Unfortunately, these fears are not without their real-world manifestations. Recently, the Pound fell to a record low against the US dollar, dipping to exchange rates which had not been seen since the height of the global financial crisis in 2009. Additionally, the Pound appears to have fallen up to 9% against the Euro Dollar, leading some experts to believe that a more staggering collapse of the Pound could be imminent as the Brexit vote nears. Adding fuel to the fire, HSBC has recently announced that their analysts have predicted that the value of the Pound may fall up to 20% more if the UK were, indeed, to leave the EU behind.
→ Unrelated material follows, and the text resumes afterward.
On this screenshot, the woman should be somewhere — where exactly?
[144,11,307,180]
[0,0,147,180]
Such pricing fluctuations would have staggering consequences in the UK, with import and export activities being severely disrupted.
In a prepared statement regarding the issue of GBP volatility, Justin Urquhart-Stewart, a representative of noted investing firm 7 Investment Management, stated, “Sterling is going to be as soggy as the British weather, and until the EU referendum is out of the way, the uncertainty is going to get worse.….You never know which way currency is going to go, but if you have a holiday booked I would get at least half of your currency now; maybe even more. I cannot see why the pound will get any stronger.”
There is, of course, no method by which the fine details of the fx markets can be accurately predicted for the upcoming months. Suffice to say, however, that there is a growing consensus that the Pound will, for better or worse, face turbulent waters for the rest of this year. Because of this, many financial advisors are recommending that those individuals seeking to enjoy a European or international holiday abroad this summer would do well to begin withdrawing the cash they plan on using during their travels now. According to David Black, the founder of noted financial analysis firm DJB Research, “If you know you are definitely going away this summer and you have the cash to spare, then it might be an idea to work out how much spending money you will need and get half now”.
More information regarding the fate of the Pound will likely reveal itself in the upcoming months. Until then, those individuals who do plan on using their finances for international activities are advised to keep a watchful eye on the fx rates as they fluctuate. Although a rally in the Pound has been predicted in the event of a “stay” vote during Brexit, it is far too early to determine whether or not this will, indeed, occur.